Explainable Brain Age Prediction using coVariance Neural Networks
- URL: http://arxiv.org/abs/2305.18370v3
- Date: Fri, 27 Oct 2023 17:21:37 GMT
- Title: Explainable Brain Age Prediction using coVariance Neural Networks
- Authors: Saurabh Sihag, Gonzalo Mateos, Corey McMillan, Alejandro Ribeiro
- Abstract summary: We propose an explanation-driven and anatomically interpretable framework for brain age prediction using cortical thickness features.
Specifically, our brain age prediction framework extends beyond the coarse metric of brain age gap in Alzheimer's disease (AD)
We make two important observations: VNNs can assign anatomical interpretability to elevated brain age gap in AD by identifying contributing brain regions.

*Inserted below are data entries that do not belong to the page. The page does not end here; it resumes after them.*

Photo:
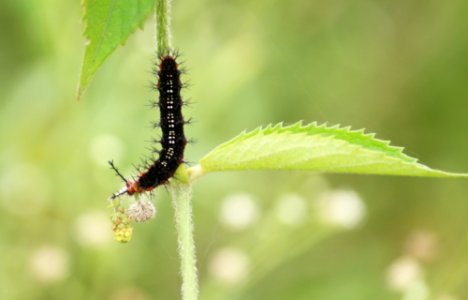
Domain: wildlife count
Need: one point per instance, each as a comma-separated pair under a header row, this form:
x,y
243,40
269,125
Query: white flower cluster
x,y
141,211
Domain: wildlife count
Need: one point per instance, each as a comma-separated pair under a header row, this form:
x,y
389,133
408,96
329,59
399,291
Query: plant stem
x,y
182,201
163,32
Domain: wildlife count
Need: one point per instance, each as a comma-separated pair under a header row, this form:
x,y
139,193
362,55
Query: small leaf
x,y
108,24
315,148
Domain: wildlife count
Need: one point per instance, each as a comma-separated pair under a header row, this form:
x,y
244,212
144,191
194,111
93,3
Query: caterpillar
x,y
173,139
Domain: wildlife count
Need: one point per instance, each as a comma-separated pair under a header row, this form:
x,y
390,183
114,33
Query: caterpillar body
x,y
173,139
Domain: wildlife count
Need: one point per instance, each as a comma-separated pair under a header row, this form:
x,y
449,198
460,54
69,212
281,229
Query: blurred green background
x,y
398,68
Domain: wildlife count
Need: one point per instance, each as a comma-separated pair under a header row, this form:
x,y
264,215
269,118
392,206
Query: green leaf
x,y
109,23
315,148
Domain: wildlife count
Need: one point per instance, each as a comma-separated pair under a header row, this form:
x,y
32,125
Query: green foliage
x,y
315,148
109,23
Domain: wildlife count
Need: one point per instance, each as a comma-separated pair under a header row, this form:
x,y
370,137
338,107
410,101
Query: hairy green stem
x,y
163,32
182,201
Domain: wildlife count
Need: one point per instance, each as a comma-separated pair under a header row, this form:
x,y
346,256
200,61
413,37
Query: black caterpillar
x,y
173,140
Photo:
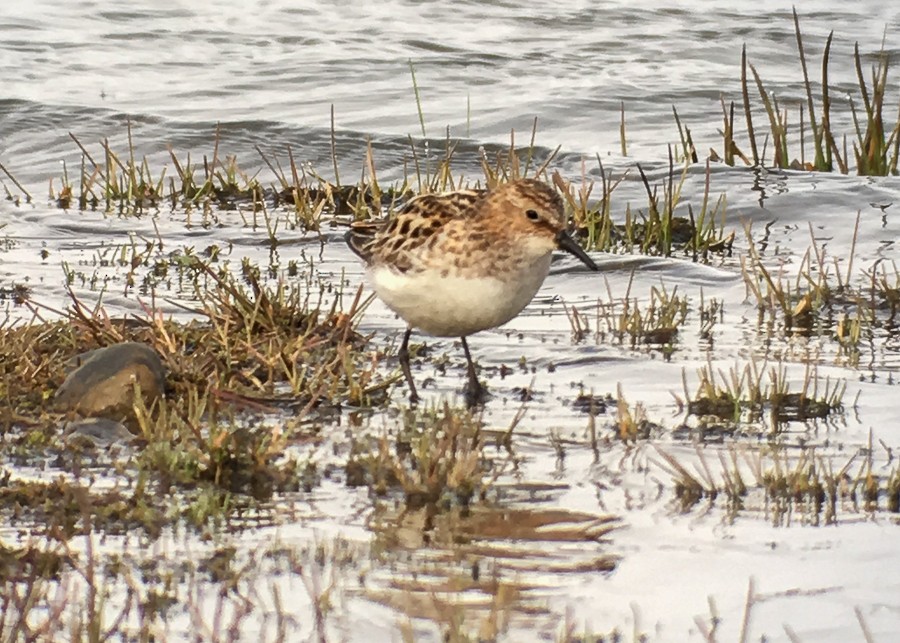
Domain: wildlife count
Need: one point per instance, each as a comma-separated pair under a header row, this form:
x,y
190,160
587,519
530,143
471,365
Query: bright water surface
x,y
270,72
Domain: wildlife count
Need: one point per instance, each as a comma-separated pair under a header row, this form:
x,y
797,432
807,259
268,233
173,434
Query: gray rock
x,y
99,432
103,383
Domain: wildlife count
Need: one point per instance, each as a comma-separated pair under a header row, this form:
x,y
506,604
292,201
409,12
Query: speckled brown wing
x,y
415,224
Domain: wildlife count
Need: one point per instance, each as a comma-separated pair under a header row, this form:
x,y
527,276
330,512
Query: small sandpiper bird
x,y
457,263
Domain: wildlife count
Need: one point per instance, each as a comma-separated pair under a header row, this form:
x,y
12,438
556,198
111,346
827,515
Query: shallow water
x,y
269,73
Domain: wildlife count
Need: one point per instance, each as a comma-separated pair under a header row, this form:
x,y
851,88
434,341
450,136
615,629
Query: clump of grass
x,y
436,459
654,229
748,394
875,139
781,482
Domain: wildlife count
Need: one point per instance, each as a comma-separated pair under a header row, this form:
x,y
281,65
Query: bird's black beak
x,y
564,241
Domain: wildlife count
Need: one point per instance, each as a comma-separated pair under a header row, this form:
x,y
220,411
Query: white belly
x,y
454,306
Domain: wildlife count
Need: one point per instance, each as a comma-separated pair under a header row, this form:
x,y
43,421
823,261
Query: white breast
x,y
454,306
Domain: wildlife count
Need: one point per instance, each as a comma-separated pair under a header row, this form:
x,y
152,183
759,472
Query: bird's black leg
x,y
475,393
403,354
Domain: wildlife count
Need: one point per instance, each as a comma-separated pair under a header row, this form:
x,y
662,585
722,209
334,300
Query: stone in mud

- Score: 94.81523881951397
- License: http://creativecommons.org/licenses/by/4.0/
- Abstract: In computational neuroscience, there has been an increased interest in
developing machine learning algorithms that leverage brain imaging data to
provide estimates of "brain age" for an individual. Importantly, the
discordance between brain age and chronological age (referred to as "brain age
gap") can capture accelerated aging due to adverse health conditions and
therefore, can reflect increased vulnerability towards neurological disease or
cognitive impairments. However, widespread adoption of brain age for clinical
decision support has been hindered due to lack of transparency and
methodological justifications in most existing brain age prediction algorithms.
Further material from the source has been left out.